Pour le journal français en ligne, l’objectif des Américains, qui ont engagé le plus de moyens dans cette coalition est claire : renverser Kadhafi. "Toutes les infrastructures militaires et tous les centres de pouvoir politique sont désormais visés" par cette opération intégralement dirigée, à partir de jeudi 31 mars par l’OTAN depuis son QG de Naples.
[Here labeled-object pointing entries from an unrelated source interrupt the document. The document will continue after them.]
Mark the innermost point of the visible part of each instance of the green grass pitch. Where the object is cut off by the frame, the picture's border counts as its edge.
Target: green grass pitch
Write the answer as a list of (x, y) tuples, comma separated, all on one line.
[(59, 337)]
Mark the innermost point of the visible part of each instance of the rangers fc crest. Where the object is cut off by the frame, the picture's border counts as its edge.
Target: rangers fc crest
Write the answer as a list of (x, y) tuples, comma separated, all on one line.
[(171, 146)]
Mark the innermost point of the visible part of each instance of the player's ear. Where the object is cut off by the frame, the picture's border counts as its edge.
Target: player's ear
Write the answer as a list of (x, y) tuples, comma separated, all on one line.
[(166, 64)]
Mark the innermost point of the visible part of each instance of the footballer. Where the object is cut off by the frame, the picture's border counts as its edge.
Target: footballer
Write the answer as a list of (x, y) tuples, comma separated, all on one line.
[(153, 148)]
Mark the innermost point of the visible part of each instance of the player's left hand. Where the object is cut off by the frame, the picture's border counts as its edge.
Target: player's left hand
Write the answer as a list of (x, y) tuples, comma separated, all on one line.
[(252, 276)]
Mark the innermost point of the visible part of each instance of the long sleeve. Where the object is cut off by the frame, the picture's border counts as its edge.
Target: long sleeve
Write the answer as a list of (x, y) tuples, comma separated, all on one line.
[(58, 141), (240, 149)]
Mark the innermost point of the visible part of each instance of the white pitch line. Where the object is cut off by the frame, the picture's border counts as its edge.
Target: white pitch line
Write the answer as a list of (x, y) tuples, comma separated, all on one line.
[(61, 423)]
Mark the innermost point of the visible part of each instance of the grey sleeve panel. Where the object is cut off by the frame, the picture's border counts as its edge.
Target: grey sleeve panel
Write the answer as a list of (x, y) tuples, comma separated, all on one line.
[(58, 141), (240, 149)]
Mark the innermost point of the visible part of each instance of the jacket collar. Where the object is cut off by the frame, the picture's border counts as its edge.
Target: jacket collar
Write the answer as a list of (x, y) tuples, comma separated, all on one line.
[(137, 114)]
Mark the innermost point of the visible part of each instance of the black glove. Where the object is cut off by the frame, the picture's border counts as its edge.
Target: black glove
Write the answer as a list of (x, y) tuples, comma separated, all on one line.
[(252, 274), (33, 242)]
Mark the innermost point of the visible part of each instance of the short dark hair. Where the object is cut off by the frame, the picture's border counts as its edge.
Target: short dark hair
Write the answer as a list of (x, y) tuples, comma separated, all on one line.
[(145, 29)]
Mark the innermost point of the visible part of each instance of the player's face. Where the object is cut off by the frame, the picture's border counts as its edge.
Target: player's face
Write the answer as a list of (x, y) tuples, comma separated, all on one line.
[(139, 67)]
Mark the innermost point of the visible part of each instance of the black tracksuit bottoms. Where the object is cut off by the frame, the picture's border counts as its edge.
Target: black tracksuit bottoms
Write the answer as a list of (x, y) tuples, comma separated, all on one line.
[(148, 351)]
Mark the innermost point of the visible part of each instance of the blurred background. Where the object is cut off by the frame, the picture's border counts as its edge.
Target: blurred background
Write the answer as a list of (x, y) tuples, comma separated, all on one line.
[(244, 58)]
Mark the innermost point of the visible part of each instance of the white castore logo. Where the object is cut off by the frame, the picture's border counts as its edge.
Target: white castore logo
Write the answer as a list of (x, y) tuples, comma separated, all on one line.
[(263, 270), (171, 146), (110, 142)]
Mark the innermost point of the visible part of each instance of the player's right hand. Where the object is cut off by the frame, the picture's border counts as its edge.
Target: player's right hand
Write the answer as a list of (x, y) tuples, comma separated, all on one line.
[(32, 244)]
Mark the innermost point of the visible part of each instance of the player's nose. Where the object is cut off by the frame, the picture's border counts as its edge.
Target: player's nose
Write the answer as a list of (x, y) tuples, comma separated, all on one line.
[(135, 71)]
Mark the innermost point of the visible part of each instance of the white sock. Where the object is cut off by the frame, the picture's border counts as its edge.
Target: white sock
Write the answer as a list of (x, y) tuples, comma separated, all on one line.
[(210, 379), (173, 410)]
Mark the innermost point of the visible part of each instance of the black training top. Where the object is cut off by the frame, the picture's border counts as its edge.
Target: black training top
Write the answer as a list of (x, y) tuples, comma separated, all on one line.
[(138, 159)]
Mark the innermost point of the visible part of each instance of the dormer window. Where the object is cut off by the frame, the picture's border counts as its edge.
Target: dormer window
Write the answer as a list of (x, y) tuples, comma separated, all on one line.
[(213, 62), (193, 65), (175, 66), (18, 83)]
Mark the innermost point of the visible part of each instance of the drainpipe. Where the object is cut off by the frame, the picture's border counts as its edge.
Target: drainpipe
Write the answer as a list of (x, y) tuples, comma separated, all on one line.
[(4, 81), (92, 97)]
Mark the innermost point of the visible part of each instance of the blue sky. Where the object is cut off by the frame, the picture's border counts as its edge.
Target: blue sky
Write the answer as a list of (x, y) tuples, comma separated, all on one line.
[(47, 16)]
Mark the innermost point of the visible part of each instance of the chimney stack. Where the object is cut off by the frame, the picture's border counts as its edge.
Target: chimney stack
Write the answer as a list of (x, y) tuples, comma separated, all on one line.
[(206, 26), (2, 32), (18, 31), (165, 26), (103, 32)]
"Cette stratégie de la guerre totale (fort éloignée de l'esprit de la résolution 1973) explique les critiques de plus en plus fortes de la Ligue arabe, de la Turquie mais aussi de l'Italie (qui dit vouloir tenter une médiation et convaincre Kadhafi de s'exiler)", ajoute Mediapart, pour qui la coalition se dirige droit dans le bourbier tant redouté. L’armée de Kadhafi regagnant du terrain, "c'est donc un statu quo et, à terme, une partition du pays qui se profilent, sauf renversement soudain."

Une situation d’autant plus problématique pour la coalition que les débats et les interrogations sur la nature de l’opposition libyenne et la réalité du Conseil national de transition (reconnu comme le seul interlocuteur légitime par la France, dès le 5 mars) sont très vives. Notamment aux Etats-Unis "où l'on suspecte islamistes voire combattants d'Al-Qaïda d'être des acteurs importants de l'insurrection."